Suara bel tanda pembelajaran akan dimulai lima menit lagi berbunyi. Aku tidak punya pilihan lain selain memakai sweter itu dengan gerakan cepat. Tidak ada waktu untuk diam seperti orang dungu. Bisa-bisa aku dihukum membersihkan toilet. Ketika tanganku bergerak membalutkan sweter itu ke tubuh, aroma permen karet semakin jelas tercium. Ternyata dari sini asalnya. Parfum cowok itu. Aku menghirupnya dalam-dalam dan mencari titik nyaman.

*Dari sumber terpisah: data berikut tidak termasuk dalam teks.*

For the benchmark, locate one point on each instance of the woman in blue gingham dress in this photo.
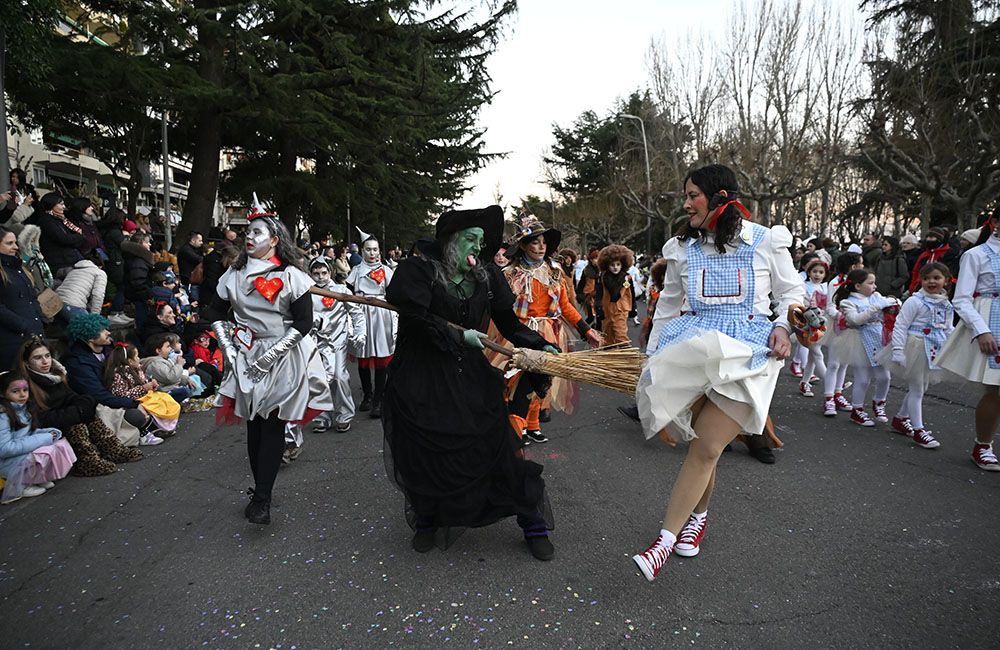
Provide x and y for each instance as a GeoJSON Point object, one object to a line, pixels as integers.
{"type": "Point", "coordinates": [715, 355]}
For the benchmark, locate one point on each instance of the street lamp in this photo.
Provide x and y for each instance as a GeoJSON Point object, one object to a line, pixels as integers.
{"type": "Point", "coordinates": [649, 183]}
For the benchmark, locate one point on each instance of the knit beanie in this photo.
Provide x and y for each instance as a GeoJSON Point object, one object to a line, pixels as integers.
{"type": "Point", "coordinates": [85, 327]}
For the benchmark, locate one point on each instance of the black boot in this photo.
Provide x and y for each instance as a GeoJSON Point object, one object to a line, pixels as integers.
{"type": "Point", "coordinates": [423, 539]}
{"type": "Point", "coordinates": [258, 511]}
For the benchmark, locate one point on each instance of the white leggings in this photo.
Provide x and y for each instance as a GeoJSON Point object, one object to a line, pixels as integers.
{"type": "Point", "coordinates": [815, 364]}
{"type": "Point", "coordinates": [833, 381]}
{"type": "Point", "coordinates": [912, 406]}
{"type": "Point", "coordinates": [863, 375]}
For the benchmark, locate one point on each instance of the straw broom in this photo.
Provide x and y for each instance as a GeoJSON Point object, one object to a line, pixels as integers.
{"type": "Point", "coordinates": [615, 367]}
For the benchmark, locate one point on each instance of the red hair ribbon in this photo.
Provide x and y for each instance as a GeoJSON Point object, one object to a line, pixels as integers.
{"type": "Point", "coordinates": [719, 210]}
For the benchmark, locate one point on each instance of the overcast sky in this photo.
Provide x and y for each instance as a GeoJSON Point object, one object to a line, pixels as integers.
{"type": "Point", "coordinates": [560, 58]}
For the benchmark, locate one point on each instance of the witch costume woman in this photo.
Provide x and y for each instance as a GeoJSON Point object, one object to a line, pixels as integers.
{"type": "Point", "coordinates": [449, 444]}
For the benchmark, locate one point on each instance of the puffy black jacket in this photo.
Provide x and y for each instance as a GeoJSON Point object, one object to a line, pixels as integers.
{"type": "Point", "coordinates": [20, 314]}
{"type": "Point", "coordinates": [85, 373]}
{"type": "Point", "coordinates": [61, 247]}
{"type": "Point", "coordinates": [64, 408]}
{"type": "Point", "coordinates": [138, 268]}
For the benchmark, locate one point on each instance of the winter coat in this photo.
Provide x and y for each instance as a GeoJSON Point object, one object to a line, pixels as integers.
{"type": "Point", "coordinates": [187, 259]}
{"type": "Point", "coordinates": [20, 313]}
{"type": "Point", "coordinates": [61, 246]}
{"type": "Point", "coordinates": [891, 275]}
{"type": "Point", "coordinates": [113, 238]}
{"type": "Point", "coordinates": [167, 373]}
{"type": "Point", "coordinates": [85, 373]}
{"type": "Point", "coordinates": [30, 249]}
{"type": "Point", "coordinates": [84, 287]}
{"type": "Point", "coordinates": [138, 268]}
{"type": "Point", "coordinates": [212, 270]}
{"type": "Point", "coordinates": [64, 408]}
{"type": "Point", "coordinates": [19, 217]}
{"type": "Point", "coordinates": [17, 443]}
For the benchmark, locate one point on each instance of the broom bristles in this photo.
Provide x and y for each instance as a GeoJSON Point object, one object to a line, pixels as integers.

Setelah memastikan penampilan rapi, kedua tungkaiku berjalan mendekati gerbang. Hal yang harus dilakukan sekarang adalah tenang dan beralasan. Aku memutuskan berjalan sambil menunduk dan pura-pura memainkan lengan sweter saat melewati Pak Sunu. Kedua langkahku lebar, mungkin hanya tiga langkah untuk melewati pria paruh baya itu. Aku harus bergerak cepat karena saat ini siswa mulai jarang melewati gerbang. Kebanyakan sudah masuk di ruang kelas masing-masing. Untungnya Pak Sunu tidak mengomentari sweterku. Dua menit kemudian, aku sampai di depan kelas dengan selamat.

Siapa pun cowok barusan—yang namanya tidak sengaja aku lupakan, terima kasih.

Bye, bye, toilet bau!

***

“Siapa namanya?”

Aku mengangkat bahu saat Yusti mengulang pertanyaan yang sama tentang siapa nama cowok yang menolongku tadi pagi. “Gue lupa.”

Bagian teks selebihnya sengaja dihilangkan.